Accessing Naturalization Records | The Naturalization Process | Citizenship for Women and Children | Citizenship through Military Service | Other Resources

The Indiana State Archives holds the naturalization records of 81 of Indiana’s 92 counties. Naturalization records housed at the Archives can still be accessed even if they have not yet been indexed. To see which counties the Archives holds naturalization records for, visit the Record Series and Collections search page and search for “naturalization.” For records not held at the Indiana State Archives, contact the clerk of the county in which the naturalization took place.

Accessing Naturalization Records Online

In an effort to increase the accessibility of these records, our volunteers continue to work diligently to index the records by name.
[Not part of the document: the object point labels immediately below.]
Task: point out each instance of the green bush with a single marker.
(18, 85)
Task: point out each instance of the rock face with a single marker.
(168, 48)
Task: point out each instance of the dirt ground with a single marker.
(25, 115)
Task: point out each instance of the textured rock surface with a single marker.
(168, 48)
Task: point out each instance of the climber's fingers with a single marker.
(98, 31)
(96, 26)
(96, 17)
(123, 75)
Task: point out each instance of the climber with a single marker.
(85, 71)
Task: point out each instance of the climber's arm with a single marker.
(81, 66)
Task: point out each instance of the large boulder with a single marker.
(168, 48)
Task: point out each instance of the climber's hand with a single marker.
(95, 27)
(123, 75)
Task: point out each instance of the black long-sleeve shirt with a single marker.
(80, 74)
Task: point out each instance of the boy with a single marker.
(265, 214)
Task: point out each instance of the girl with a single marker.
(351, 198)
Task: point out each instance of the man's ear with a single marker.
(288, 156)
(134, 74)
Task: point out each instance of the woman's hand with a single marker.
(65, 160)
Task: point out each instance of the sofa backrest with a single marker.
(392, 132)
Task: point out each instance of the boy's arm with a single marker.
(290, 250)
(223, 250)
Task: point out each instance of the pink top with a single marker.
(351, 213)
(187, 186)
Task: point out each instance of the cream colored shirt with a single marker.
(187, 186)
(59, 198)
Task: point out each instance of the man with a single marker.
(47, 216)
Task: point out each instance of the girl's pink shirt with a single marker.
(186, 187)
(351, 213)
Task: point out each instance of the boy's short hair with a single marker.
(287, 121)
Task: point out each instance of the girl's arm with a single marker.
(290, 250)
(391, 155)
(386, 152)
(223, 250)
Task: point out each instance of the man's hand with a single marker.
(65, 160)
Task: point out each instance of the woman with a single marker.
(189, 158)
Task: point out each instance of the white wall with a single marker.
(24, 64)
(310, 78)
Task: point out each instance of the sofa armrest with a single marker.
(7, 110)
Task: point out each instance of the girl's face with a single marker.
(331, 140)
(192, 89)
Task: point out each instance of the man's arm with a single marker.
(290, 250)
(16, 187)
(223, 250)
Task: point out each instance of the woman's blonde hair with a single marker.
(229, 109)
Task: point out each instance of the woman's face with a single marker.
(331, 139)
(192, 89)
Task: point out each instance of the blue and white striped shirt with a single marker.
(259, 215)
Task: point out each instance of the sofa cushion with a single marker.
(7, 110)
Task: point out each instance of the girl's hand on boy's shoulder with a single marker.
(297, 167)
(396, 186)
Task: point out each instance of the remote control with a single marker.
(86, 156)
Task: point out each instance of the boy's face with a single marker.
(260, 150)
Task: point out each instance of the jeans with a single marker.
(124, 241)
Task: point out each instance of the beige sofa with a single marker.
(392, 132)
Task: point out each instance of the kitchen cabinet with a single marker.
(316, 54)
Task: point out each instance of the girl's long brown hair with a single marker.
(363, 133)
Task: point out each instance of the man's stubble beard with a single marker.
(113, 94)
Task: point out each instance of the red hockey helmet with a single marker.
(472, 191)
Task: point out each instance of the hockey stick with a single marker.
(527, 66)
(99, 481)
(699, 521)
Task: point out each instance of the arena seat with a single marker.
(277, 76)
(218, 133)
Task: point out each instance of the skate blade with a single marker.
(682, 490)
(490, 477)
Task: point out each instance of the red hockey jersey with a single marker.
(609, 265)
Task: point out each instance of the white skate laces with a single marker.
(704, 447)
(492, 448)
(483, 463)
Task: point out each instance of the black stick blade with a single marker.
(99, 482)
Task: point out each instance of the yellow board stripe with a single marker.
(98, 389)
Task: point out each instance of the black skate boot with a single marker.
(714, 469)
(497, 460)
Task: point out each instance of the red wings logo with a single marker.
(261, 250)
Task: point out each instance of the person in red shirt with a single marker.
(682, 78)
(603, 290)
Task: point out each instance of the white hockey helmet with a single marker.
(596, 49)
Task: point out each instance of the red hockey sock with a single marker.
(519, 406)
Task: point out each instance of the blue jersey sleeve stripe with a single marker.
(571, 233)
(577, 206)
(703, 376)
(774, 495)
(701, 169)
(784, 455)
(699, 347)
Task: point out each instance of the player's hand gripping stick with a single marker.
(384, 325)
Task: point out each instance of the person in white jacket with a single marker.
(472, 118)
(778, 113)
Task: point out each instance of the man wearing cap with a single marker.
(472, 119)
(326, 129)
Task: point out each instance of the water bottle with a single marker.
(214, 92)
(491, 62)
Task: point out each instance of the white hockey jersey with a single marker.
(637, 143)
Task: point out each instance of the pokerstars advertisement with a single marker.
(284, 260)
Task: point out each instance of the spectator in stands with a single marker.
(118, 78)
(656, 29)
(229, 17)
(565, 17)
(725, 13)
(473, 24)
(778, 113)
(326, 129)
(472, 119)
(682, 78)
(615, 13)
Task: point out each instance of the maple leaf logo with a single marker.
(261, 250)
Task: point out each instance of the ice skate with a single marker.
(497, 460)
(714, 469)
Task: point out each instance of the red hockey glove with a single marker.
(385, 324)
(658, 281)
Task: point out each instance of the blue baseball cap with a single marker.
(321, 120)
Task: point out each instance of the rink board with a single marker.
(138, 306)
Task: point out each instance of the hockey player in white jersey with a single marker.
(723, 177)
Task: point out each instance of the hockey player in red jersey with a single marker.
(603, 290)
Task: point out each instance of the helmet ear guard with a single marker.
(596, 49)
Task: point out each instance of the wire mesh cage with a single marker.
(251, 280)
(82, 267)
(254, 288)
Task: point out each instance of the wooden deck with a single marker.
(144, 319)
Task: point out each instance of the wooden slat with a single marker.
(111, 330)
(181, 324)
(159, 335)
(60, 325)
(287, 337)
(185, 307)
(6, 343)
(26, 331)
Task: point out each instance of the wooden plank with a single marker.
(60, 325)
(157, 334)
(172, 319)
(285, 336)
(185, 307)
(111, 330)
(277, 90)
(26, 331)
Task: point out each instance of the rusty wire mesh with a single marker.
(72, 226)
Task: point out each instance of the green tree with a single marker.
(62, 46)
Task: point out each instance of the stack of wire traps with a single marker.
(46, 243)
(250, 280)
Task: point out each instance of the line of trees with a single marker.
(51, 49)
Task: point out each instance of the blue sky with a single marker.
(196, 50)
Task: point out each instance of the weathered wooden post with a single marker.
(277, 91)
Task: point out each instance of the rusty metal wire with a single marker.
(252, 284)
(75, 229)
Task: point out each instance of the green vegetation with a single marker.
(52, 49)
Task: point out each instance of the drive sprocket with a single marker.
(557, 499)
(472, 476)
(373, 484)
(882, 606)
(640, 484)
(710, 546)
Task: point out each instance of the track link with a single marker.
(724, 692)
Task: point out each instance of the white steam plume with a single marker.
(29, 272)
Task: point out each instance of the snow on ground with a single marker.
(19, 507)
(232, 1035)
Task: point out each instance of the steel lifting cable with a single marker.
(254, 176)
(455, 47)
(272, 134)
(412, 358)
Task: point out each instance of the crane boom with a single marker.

These names are searchable in the Research Indiana Indexes. The Archives’ holdings of naturalization records are also being digitized by FamilySearch, and are available online for free.

To use both resources together, first utilize the Research Indiana Indexes to locate a particular person’s naturalization record. Select the "Naturalizations" category from the Research Indiana Indexes homepage. You can search for records by name (full or partial), keyword, or county. Some individuals may have multiple naturalization entries. In the 19th and 20th centuries, naturalization was a three-step process: declaration of intent to naturalize, petition for naturalization, and finally a certificate or court order granting citizenship. Many immigrants never completed the full naturalization process, so there may be one to three records associated with a person, depending on how far they got in the naturalization process. Some final orders are signed on the back of the petition.

Once you find the record you are looking for in the Research Indiana Indexes, select "more detail” to pull up a detailed entry. Many record entries contain a unique barcode that relates that entry to a specific volume in our holdings. That barcode can be used to pull up the scanned image on FamilySearch.

On FamilySearch, click “Search,” then “Images.” Select “Show More Search Options” and “Show Advanced Search.” Now, you can paste the barcode from the Research Indiana Indexes into the keyword search box. This will bring up all images related to the barcode. Using the information provided on the Research Indiana Indexes, scroll to the appropriate page number and select it.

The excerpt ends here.